Moments after The Washington Post, owned by Amazon founder Jeff Bezos, laid off nearly a third of its staff, including its sports, books and photography desks, scaled back foreign coverage and eliminated the reporter covering Amazon itself, dozens of articles appeared across major US outlets asking variations of the same question.
“Is Bezos dismantling The Washington Post?” asked The Guardian. “How Bezos brought down The Washington Post,” wrote The New York Times. Slate went further, declaring flatly: “Bezos killed The Washington Post.”
In total, 300 newsroom employees were laid off last week. It was not the first round of cuts. Previous layoffs and buyout offers had already shrunk the staff of one of America’s most important newspapers. As for why Bezos chose this path, multiple explanations have been offered, but the dominant one is political.

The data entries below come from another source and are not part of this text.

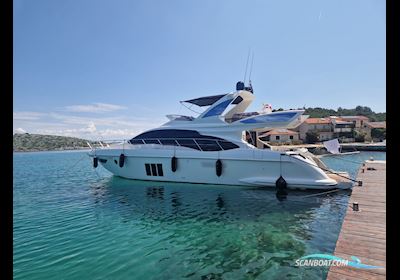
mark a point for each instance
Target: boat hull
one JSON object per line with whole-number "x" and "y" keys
{"x": 243, "y": 167}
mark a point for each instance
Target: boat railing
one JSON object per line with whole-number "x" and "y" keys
{"x": 198, "y": 143}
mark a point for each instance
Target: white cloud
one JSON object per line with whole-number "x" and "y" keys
{"x": 27, "y": 115}
{"x": 94, "y": 108}
{"x": 94, "y": 128}
{"x": 19, "y": 130}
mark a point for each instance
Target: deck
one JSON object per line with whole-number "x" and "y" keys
{"x": 363, "y": 232}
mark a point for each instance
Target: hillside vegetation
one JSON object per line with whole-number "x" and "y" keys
{"x": 318, "y": 112}
{"x": 37, "y": 142}
{"x": 358, "y": 111}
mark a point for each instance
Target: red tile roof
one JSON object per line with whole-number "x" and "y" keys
{"x": 364, "y": 118}
{"x": 376, "y": 124}
{"x": 279, "y": 132}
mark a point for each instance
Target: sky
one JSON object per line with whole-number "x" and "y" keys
{"x": 101, "y": 69}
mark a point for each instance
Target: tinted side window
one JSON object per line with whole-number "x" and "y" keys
{"x": 208, "y": 145}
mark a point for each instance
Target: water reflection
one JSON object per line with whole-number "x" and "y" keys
{"x": 220, "y": 232}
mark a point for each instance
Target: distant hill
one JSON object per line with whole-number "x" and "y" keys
{"x": 37, "y": 142}
{"x": 318, "y": 112}
{"x": 358, "y": 111}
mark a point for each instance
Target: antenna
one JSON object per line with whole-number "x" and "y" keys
{"x": 247, "y": 62}
{"x": 251, "y": 66}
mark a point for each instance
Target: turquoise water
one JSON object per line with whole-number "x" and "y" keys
{"x": 73, "y": 222}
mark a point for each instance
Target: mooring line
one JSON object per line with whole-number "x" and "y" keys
{"x": 327, "y": 170}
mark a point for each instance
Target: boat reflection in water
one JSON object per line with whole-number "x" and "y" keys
{"x": 213, "y": 231}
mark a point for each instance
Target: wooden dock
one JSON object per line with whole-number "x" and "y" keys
{"x": 363, "y": 232}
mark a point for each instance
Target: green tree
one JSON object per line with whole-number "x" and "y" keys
{"x": 360, "y": 136}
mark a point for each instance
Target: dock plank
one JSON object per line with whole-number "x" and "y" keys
{"x": 363, "y": 233}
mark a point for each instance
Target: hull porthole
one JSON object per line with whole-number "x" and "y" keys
{"x": 174, "y": 164}
{"x": 281, "y": 183}
{"x": 218, "y": 167}
{"x": 121, "y": 160}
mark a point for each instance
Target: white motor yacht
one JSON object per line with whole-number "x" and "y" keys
{"x": 210, "y": 149}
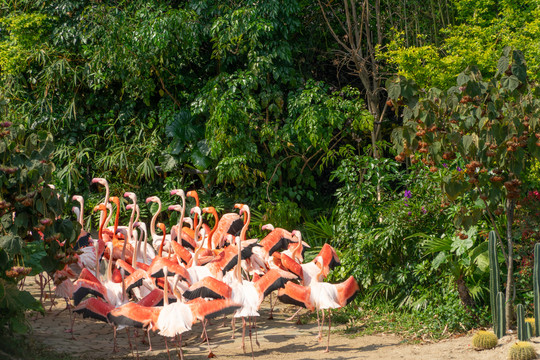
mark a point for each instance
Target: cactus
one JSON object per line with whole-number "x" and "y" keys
{"x": 494, "y": 280}
{"x": 530, "y": 322}
{"x": 484, "y": 340}
{"x": 536, "y": 288}
{"x": 500, "y": 315}
{"x": 524, "y": 333}
{"x": 522, "y": 350}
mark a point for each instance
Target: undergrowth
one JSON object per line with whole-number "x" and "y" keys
{"x": 430, "y": 324}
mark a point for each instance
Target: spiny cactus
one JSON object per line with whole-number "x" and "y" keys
{"x": 536, "y": 288}
{"x": 484, "y": 340}
{"x": 522, "y": 350}
{"x": 530, "y": 321}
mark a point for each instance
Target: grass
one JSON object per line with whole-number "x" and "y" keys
{"x": 413, "y": 326}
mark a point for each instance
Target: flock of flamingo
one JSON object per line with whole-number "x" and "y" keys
{"x": 193, "y": 273}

Joshua Benton, a leading researcher on the future of journalism and media business models, said Bezos’ moves have little to do with immediate financial pressure and far more to do with broader business interests and a shift in how Bezos views the paper’s role.
“The scale of his wealth means cuts like these are never economically necessary. This is a choice,” Benton said. “He could fund The Washington Post for the rest of his life, his children’s lives and his grandchildren’s lives and still have vast sums left.”
Benton noted Bezos could turn the paper into a nonprofit, reinvest aggressively or continue shrinking it. “Every one of those options is available to him,” he said.
A turning point in the Trump era
When Bezos bought The Washington Post in 2013 for $250 million, the move was widely seen as a lifeline for a struggling historic institution. Bezos cast himself as a steward of democracy, a billionaire with no need to extract profits who could invest in fearless investigative journalism.
For several years, that vision appeared to materialize. The newsroom expanded, digital investment paid off and subscriptions surged, particularly during Donald Trump’s first term, when demand for aggressive oversight of government was high.
The turning point came around the 2024 election and Trump’s return to the White House. Bezos made an unusual decision to block the paper from endorsing a presidential candidate, breaking with decades of tradition and against the wishes of the editorial board, which had consistently backed Democrats.
Bezos argued that endorsements undermine objectivity and create perceptions of bias. The fallout was immediate. More than 250,000 subscribers canceled their subscriptions in protest, a severe blow in an industry now dependent primarily on subscription revenue rather than advertising.
For Bezos personally, the financial impact was negligible.
A shift to the right
Following that decision, Bezos began reshaping the Post’s opinion section. He announced that columns would focus on “personal liberties” and “free markets” and that views contradicting those principles would no longer be published. In practice, critics say, this marked a clear rightward shift and a cautious alignment with the new administration.
Bezos attended Trump’s inauguration and, later, Amazon paid $40 million for a documentary about Melania Trump, with an additional $35 million allocated for marketing. The move was widely interpreted as an effort to curry favor with the administration.
The cumulative effect was a collapse in trust. Senior journalists departed, readers left and the paper lost much of its standing as an independent watchdog.
A business calculation
Benton and other analysts argue that curbing the paper’s critical edge fits a broader strategy to minimize risk to Bezos’ other companies. Trump is openly hostile to the press and routinely brands unfavorable coverage as “fake news.” Aggressive reporting on the administration could provoke regulatory retaliation.
Amazon and Blue Origin are both heavily dependent on government regulation and contracts. From that perspective, sharp coverage of Trump and his administration carries potential business costs.
The Washington Post, critics argue, has become more of a liability than an asset. It loses money and creates friction with a government that holds significant power over Bezos’ corporate interests. Cutting back, especially in coverage areas like the Middle East and Ukraine, reduces that risk.
According to The New Yorker, what began as a seemingly generous effort to build a globally influential newspaper has evolved into something far more modest: a smaller, less ambitious and less confrontational publication.
What makes the story so jarring, critics say, is that this was not inevitable. It was a conscious choice to weaken a vital democratic institution in service of personal and commercial interests.